Solar could boost water supply, energy demand

LOUIS Mwape.

WE ARE living in a world, which is actively seeking for alternative energy solutions in order to lessen dependence on non-renewable energy. Current global trends suggest that many uncertainties remain about the use of conventional energy in the future, considering its costs and its long term effects on the environment.
The 2018-2030 National Population Policy (NPP) projects that Zambia’s population is expected to reach a staggering 24 million by 2030.
This also means that its demand for energy and other essential services such as water and sanitation is expected to triple just as much.
With several industrial and residential areas sprouting up, there is already some stress and among some of the biggest questions for Zambia is whether there could be permanent solution to keep up with that surging demand.
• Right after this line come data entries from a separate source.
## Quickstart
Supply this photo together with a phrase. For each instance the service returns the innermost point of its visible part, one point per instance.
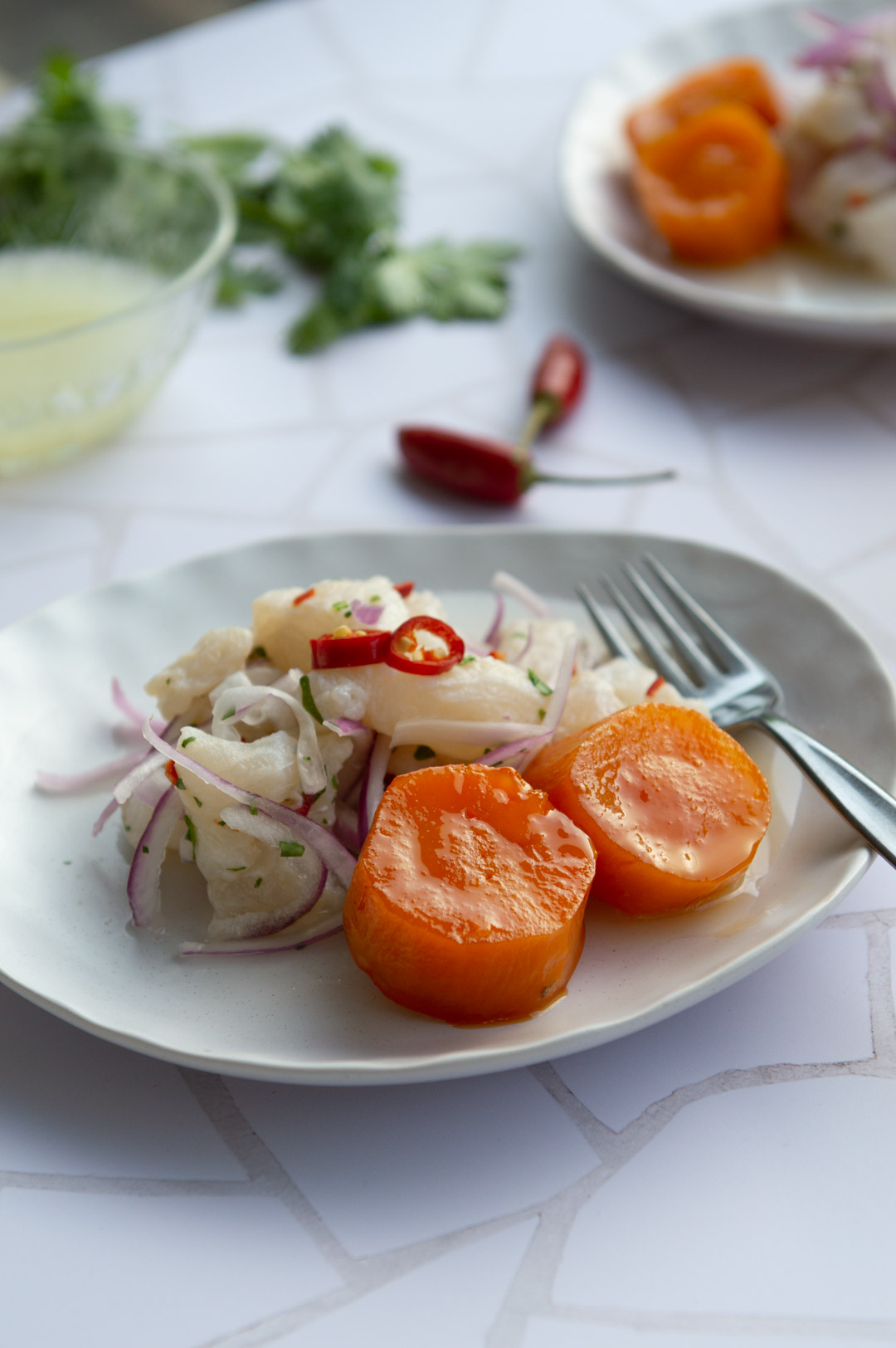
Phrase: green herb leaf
(308, 700)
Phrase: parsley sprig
(332, 208)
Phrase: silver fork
(738, 691)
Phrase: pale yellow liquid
(65, 386)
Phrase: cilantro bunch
(330, 208)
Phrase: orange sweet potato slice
(469, 894)
(714, 186)
(674, 806)
(740, 80)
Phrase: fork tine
(663, 663)
(608, 630)
(723, 647)
(686, 647)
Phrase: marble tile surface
(723, 1179)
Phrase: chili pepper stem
(628, 480)
(542, 413)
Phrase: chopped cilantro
(329, 207)
(308, 700)
(539, 685)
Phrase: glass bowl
(103, 281)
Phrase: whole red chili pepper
(557, 387)
(485, 468)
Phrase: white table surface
(723, 1179)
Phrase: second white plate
(794, 289)
(310, 1015)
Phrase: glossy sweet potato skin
(738, 80)
(469, 894)
(674, 806)
(714, 188)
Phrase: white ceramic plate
(310, 1015)
(792, 289)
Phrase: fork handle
(869, 809)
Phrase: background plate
(796, 287)
(310, 1015)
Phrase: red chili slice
(407, 656)
(341, 652)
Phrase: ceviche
(723, 164)
(352, 760)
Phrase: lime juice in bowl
(103, 278)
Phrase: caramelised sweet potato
(674, 806)
(469, 896)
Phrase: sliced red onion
(334, 857)
(879, 89)
(286, 940)
(368, 615)
(423, 731)
(144, 892)
(509, 751)
(347, 827)
(367, 749)
(60, 784)
(343, 725)
(494, 630)
(373, 784)
(518, 589)
(528, 745)
(104, 817)
(124, 706)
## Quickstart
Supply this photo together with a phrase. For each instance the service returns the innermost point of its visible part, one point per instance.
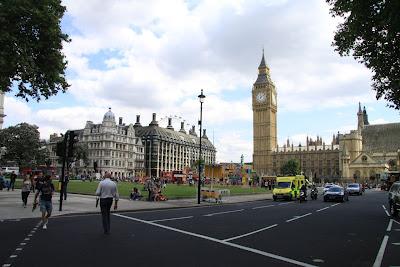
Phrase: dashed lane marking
(379, 257)
(261, 207)
(286, 203)
(172, 219)
(256, 251)
(254, 232)
(322, 209)
(298, 217)
(223, 212)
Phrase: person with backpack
(46, 190)
(11, 185)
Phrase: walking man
(46, 191)
(107, 190)
(13, 177)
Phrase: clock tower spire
(264, 120)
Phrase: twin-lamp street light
(201, 99)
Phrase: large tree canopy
(371, 34)
(30, 48)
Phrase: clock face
(261, 97)
(273, 99)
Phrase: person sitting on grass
(135, 194)
(158, 196)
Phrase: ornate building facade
(167, 150)
(111, 147)
(360, 154)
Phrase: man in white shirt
(107, 190)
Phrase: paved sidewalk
(11, 204)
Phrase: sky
(154, 56)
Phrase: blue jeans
(46, 206)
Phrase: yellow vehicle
(288, 187)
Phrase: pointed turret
(365, 117)
(263, 72)
(360, 118)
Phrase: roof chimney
(169, 127)
(137, 124)
(204, 134)
(193, 131)
(154, 122)
(182, 130)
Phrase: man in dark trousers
(107, 190)
(66, 180)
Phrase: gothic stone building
(167, 150)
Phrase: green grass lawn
(172, 191)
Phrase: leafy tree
(371, 34)
(30, 48)
(22, 144)
(291, 167)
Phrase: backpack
(46, 188)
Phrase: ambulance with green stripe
(288, 187)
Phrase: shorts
(46, 205)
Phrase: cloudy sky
(140, 57)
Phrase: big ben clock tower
(264, 120)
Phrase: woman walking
(25, 189)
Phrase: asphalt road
(262, 233)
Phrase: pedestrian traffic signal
(72, 140)
(60, 149)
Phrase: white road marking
(379, 257)
(257, 231)
(389, 226)
(322, 209)
(387, 213)
(224, 212)
(261, 207)
(286, 203)
(395, 221)
(256, 251)
(172, 219)
(298, 217)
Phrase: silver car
(336, 193)
(354, 189)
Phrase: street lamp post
(201, 99)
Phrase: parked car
(394, 199)
(354, 189)
(336, 193)
(327, 186)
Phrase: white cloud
(161, 53)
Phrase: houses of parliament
(361, 154)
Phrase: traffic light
(72, 139)
(60, 149)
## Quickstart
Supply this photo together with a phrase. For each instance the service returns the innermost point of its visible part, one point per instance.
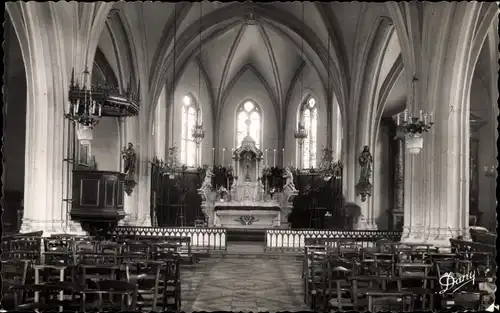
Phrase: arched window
(188, 152)
(309, 118)
(248, 122)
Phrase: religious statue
(289, 185)
(364, 187)
(130, 158)
(206, 186)
(247, 174)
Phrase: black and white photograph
(248, 156)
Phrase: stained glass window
(188, 151)
(248, 113)
(309, 117)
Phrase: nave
(82, 273)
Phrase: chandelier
(198, 133)
(490, 171)
(412, 127)
(171, 167)
(88, 103)
(328, 167)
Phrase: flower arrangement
(222, 191)
(272, 191)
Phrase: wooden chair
(26, 248)
(51, 297)
(58, 251)
(390, 301)
(464, 300)
(313, 268)
(337, 292)
(90, 274)
(14, 273)
(112, 295)
(415, 278)
(172, 290)
(150, 279)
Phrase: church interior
(246, 156)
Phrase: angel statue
(364, 187)
(130, 158)
(206, 186)
(288, 180)
(365, 161)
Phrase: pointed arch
(244, 68)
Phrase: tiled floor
(242, 285)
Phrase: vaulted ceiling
(263, 37)
(273, 57)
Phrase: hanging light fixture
(198, 132)
(88, 103)
(301, 132)
(412, 127)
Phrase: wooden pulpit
(97, 200)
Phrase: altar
(247, 204)
(236, 214)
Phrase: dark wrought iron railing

Government on the other hand seems to have found a few pieces to that puzzle, and some recent developments suggest that the use of solar energy to mitigate demand is no longer a distant prospect.
Not too long ago, President Edgar Lungu, launched a US$60 million solar plant at Lusaka’s Multi-facility Economic Zone (MFEZ).
The solar plant, which is now the largest ever in Zambia is expected to produce 54 megawatts of electricity to benefit at least 30,000 households.
With that recent bold step, our nation Zambia is heading in the right direction because solar energy in particular has proven to be operationally and environmentally sustainable.
Many solar projects that have been commissioned in Zambia are generally aimed at connecting households to the electricity grid. That is commendable because the much needed development; even in the hard to reach areas is being realised.
Nevertheless, there are strong indications that Zambia could diversify the use of solar energy for optimum benefits. Some developments have so far indicated that solar energy could be integrated as a much-more affordable solution to support water systems especially in developing and unserved areas.
Though at first glance the two things may seem utterly unrelated, there is actually something perfectly fitting about solar energy solutions and sustaining water supply in new areas.
In some parts of Zambia, solar water supply projects have already begun producing an inspiring story that suggests a lot of hope for the Water Sector.
Recently, the Government commissioned a K2 million plus solar water system in Pemba district of Southern Province.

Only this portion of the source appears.